The mechanical mezzanine sits below grade along the east side of the oval-shaped facility. At 25' below grade, the space is still very tight for equipment installation. “Many of the overhead mechanicals had to be installed before air handlers were moved in and installed. It was done in reverse when compared with other building projects. The ductwork and piping above the air handlers was installed first; then air-handling units were rolled in below that work, then tied into the overhead piping and ducts,” she says.

The floor is the roof

With the bulk of the building below ground, that makes the ground floor the roof during construction until the glass dome is complete.

“The ground floor caps the facility. It’s a concrete on metal deck slab covered with a temporary rubber roofing membrane to keep out as much rain as possible during construction. To maintain access below grade, a 23'x29' opening allows materials to be lifted into and out of the building.

“There is not much space down there to stage materials or equipment, so we have to plan very carefully and schedule segments of activities so work can continue,” she says.

All mechanicals for the domed reading area, offices and book renovation department must feed through the floor of the building. Conduit and other penetrations were laid out and double-checked for correct location before the floor was poured.

“All of the ground floor’s mechanicals are being installed 55' in the air, under the ground floor,” says Leber. “All subcontractors have their own scissor or boom lift in the lower level. Many of the mechanicals are coming in as modular components that are being lifted and bolted into place.”

Dome construction

The self-supporting dome comes on the site in pieces and then is assembled into sections that are lifted into place. An elaborate scaffold system supports the dome during construction and provides worker access to dome components. The dome’s sections will be outfitted with aluminum inserts that will hold the glazing in place and by the end of July, the dome steel erection will be complete. That’s when the majority of the mechanical work must be completed and rack

components are staged in the lower level before the 23'x29' access hole is sealed. “Once that access area is sealed, there will only be a small opening in the north end and a small passenger elevator to move anything in and out of the lower level. Some equipment will have to be disassembled and taken out piece by piece,” she says.

Once the access opening is sealed, the final pieces of the dome’s structure can be installed and become self-supporting, so the scaffold can be removed.

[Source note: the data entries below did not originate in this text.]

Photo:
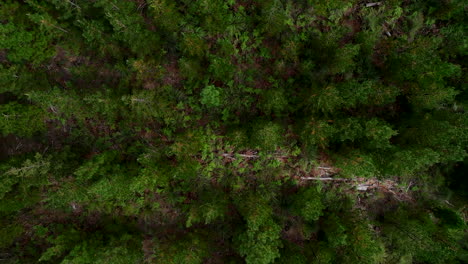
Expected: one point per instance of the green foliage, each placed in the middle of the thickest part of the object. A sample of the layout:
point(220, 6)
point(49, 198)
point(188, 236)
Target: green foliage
point(232, 131)
point(211, 96)
point(21, 120)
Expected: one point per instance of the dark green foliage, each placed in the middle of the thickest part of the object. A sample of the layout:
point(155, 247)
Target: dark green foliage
point(239, 131)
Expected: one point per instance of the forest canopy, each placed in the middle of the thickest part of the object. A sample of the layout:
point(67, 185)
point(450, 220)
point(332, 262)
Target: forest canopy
point(236, 131)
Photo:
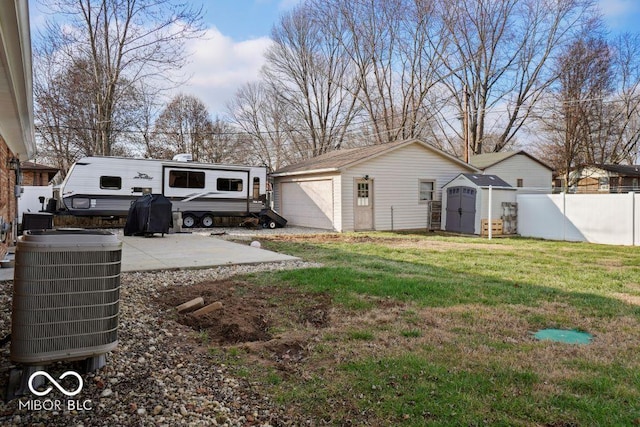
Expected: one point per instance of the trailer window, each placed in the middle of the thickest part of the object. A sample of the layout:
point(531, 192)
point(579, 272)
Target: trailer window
point(229, 184)
point(110, 182)
point(186, 179)
point(256, 188)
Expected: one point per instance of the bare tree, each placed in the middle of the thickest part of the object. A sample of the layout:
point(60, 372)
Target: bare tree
point(626, 112)
point(573, 118)
point(393, 48)
point(310, 73)
point(123, 42)
point(498, 62)
point(260, 114)
point(183, 126)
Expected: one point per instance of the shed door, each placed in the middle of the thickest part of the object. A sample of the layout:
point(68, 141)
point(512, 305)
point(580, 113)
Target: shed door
point(308, 203)
point(363, 210)
point(461, 209)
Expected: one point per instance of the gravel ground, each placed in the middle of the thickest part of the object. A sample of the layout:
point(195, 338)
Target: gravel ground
point(158, 375)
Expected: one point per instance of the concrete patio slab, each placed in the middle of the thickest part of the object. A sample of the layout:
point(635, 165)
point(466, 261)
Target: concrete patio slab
point(183, 251)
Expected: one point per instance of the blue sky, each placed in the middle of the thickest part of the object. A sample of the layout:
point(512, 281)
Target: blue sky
point(238, 35)
point(245, 19)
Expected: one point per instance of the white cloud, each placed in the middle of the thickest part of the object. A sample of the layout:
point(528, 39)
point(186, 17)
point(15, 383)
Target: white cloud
point(219, 66)
point(620, 13)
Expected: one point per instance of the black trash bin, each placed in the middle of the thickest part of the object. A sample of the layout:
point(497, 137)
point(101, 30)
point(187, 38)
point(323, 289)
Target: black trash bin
point(149, 214)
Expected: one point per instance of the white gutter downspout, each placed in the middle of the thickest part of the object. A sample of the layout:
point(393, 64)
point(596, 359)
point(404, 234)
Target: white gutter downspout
point(490, 211)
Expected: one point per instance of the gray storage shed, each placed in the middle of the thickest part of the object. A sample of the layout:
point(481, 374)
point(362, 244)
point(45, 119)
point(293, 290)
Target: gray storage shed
point(466, 200)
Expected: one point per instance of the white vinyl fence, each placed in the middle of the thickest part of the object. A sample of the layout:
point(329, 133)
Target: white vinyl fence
point(611, 219)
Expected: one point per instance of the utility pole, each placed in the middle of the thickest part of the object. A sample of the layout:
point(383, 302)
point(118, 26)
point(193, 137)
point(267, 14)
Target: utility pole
point(465, 124)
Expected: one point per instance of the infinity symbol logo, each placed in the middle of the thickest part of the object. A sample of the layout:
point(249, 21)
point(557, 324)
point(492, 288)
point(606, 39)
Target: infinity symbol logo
point(55, 383)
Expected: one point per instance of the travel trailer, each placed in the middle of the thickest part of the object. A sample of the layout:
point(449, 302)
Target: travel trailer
point(106, 186)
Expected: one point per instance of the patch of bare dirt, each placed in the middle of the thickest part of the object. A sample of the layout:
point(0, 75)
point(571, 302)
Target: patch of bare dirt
point(395, 242)
point(249, 313)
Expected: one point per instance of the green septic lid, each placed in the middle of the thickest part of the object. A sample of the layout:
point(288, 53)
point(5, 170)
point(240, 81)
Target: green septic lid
point(564, 335)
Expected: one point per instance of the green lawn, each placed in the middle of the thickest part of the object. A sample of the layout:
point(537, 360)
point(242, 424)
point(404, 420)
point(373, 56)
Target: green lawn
point(433, 330)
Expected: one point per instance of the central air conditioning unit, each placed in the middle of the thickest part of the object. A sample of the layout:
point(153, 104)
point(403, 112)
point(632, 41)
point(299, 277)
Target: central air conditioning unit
point(66, 296)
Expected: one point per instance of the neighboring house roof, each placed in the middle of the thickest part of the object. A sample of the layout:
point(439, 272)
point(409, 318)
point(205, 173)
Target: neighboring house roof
point(483, 180)
point(16, 79)
point(340, 159)
point(622, 170)
point(484, 161)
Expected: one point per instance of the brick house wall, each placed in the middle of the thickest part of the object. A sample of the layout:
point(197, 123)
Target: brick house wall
point(8, 202)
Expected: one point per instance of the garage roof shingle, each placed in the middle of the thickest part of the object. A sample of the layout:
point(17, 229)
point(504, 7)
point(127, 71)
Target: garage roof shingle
point(338, 159)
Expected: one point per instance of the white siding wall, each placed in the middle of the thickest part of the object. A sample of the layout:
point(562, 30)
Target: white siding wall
point(395, 178)
point(537, 178)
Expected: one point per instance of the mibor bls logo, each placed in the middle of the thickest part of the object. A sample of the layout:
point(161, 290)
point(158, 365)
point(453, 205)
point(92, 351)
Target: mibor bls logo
point(56, 404)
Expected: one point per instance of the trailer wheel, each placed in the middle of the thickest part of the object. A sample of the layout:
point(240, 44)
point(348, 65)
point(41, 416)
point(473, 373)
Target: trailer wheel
point(207, 221)
point(189, 220)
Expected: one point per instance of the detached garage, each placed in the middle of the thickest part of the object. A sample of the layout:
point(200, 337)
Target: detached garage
point(382, 187)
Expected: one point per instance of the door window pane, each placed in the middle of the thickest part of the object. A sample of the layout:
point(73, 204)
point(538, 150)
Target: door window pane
point(363, 194)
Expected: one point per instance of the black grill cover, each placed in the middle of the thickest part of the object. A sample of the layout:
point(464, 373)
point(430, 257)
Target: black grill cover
point(149, 214)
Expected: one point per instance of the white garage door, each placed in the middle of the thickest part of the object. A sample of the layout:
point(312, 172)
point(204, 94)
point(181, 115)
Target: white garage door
point(308, 203)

In the meantime, a glass bridge from the Regenstein Library is being built to connect it to the Mansueto addition. “That will be the only public access to the addition,” says Leber.

Once the glass dome’s panels are in place, finish work, including installing hardwood floors, wall partitions and desks, can be completed.

“We are on schedule to meet our Spring, 2011 opening,” Leber concludes.


Instead of narrow aisles and tall shelves, the facility will store volumes in high-density storage bins below ground. On command, an Automatic Storage Retrieval System (ASRS) will direct one of five robotic cranes to retrieve books or other archived material requested by patrons.

An elaborate scaffold system supports the dome frame construction.




An inner wall built in the elliptical lower level provides a space for air-handling equipment and offers another layer of moisture protection to archived materials that will be stored in the Mansueto addition.


“There is not much space down there to stage materials or equipment, so we have to plan very carefully and schedule segments of activities so work can continue,” says Laura Leber, Barton Malow project manager.

With almost all mechanical systems being installed 55' from the base of the building, all subcontractors work from aerial lifts. Many components are preassembled and simply lifted into place for installation.




The robotic cranes for the ASRS had to be delivered into the lower level early in the project. Although they will be one of the last components installed, they were some of the first units staged in the space.